Stable
- Members: See below

= Team Japan =

Professional wrestling stable

Team Japan is a professional wrestling group that was brought together as a part of Total Nonstop Action Wrestling's World X Cup Tournament.

==History==
===2004===
Team Japan started as six-man team as team captain Nosawa from All Japan Pro Wrestling teamed with Osaka Pro Wrestling's Ebessan and Kamen competed in non-tournament exhibition match. They lost to Elix Skipper, Sonjay Dutt and Chris Sabin. For the World X-Cup event in May 2008, Nosawa dropped Ebessan and Kamen and replaced them with Mitsu Hirai Jr., Ryuji Hijikata and Taichi Ishikari, all of whom were like Nosawa from All Japan. They enjoyed some success in exhibitions and singles matches not related to the tournament itself, but failed to have any significant success in the actual tournament and were quickly eliminated, leaving Team Canada, Team Mexico, and Team USA for the finals which were held under Ultimate X rules.

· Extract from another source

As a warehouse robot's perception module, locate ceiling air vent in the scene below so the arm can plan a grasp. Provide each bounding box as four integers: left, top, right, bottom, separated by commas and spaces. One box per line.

After the X-Cup event, Nosawa teamed with fellow All Japan wrestler Kazushi Miyamoto for several months under the Team Japan name. They disappeared from TNA after Victory Road.

===2006===
Team Japan returned to TNA for the TNA 2006 World X-Cup Tournament. On the March 11, 2006 episode of TNA Impact!, Mike Tenay said that Puma would be on Team Japan for the competition. Jushin Thunder Liger was shortly thereafter announced to be the captain of the team.

Rumored members of the team included Hiroshi Tanahashi, Black Tiger, and Tiger Mask. Oddly, the character of Black Tiger has always been that of a heel in Japan while Tiger Mask is the babyface. The characters are that of "twins" with Black Tiger being the "evil twin". They do not tag and this would have been considered an unusual decision for TNA to make. These were proven as nothing more than rumors, and none of the rumored competitors were included on the team.

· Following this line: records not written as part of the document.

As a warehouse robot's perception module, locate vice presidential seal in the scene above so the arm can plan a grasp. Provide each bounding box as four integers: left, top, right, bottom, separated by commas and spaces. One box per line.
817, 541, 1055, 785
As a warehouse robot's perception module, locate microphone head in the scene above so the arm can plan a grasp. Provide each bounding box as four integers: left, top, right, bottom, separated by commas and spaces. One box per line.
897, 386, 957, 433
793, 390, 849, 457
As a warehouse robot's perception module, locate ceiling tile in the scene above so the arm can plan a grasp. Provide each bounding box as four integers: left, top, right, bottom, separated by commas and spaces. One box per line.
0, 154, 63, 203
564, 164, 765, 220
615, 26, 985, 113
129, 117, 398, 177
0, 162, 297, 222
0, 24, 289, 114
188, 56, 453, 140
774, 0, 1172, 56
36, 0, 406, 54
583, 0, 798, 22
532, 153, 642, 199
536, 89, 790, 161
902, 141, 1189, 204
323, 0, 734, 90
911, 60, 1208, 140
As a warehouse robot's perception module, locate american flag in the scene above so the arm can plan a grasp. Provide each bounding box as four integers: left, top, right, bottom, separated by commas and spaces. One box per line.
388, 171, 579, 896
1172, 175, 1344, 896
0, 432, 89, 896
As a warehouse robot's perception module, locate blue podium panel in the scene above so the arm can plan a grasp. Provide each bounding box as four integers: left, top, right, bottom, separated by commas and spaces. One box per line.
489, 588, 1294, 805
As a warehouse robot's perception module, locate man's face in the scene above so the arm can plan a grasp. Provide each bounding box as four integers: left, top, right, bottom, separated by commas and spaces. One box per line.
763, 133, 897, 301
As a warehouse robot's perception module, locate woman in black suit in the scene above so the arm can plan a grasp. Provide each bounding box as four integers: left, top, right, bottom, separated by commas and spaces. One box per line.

Team Japan made its return at TNA Lockdown 2006, with members Hirooki Goto, Minoru Tanaka, and Black Tiger competing in an exhibition six man tag match against Team USA members Jay Lethal, Sonjay Dutt, and Alex Shelley. Team Japan pulled out the win in light of miscommunication on the part of Team USA.

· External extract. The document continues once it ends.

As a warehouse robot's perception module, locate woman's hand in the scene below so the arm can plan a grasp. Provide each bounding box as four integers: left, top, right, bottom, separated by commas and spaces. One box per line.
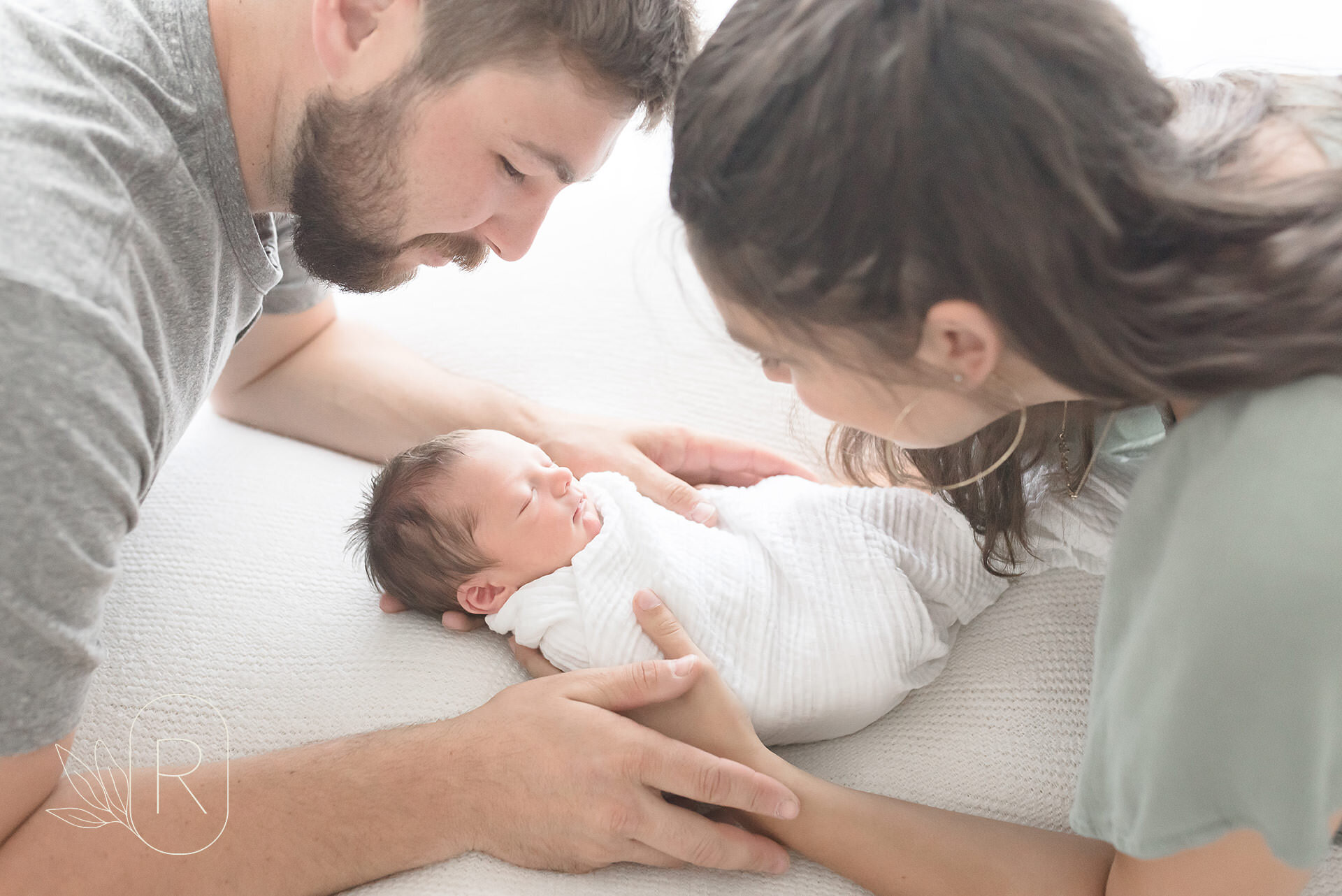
510, 590, 769, 766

Liger was supposed to be a part of the exhibition competitions at Lockdown, as he was slated to face off with Christopher Daniels. Due to travel conflicts, Liger was unable to make the pay-per-view, and TNA had to alter the card, declaring Daniels' opponent to be a mystery competitor. The competitor was later announced to be Senshi.

Liger did, however, compete in a second round match against Petey Williams from Team Canada. Liger pulled out the win after a double underhook faceplant after teammates Hiroko Goto and Black Tiger interfered in the match.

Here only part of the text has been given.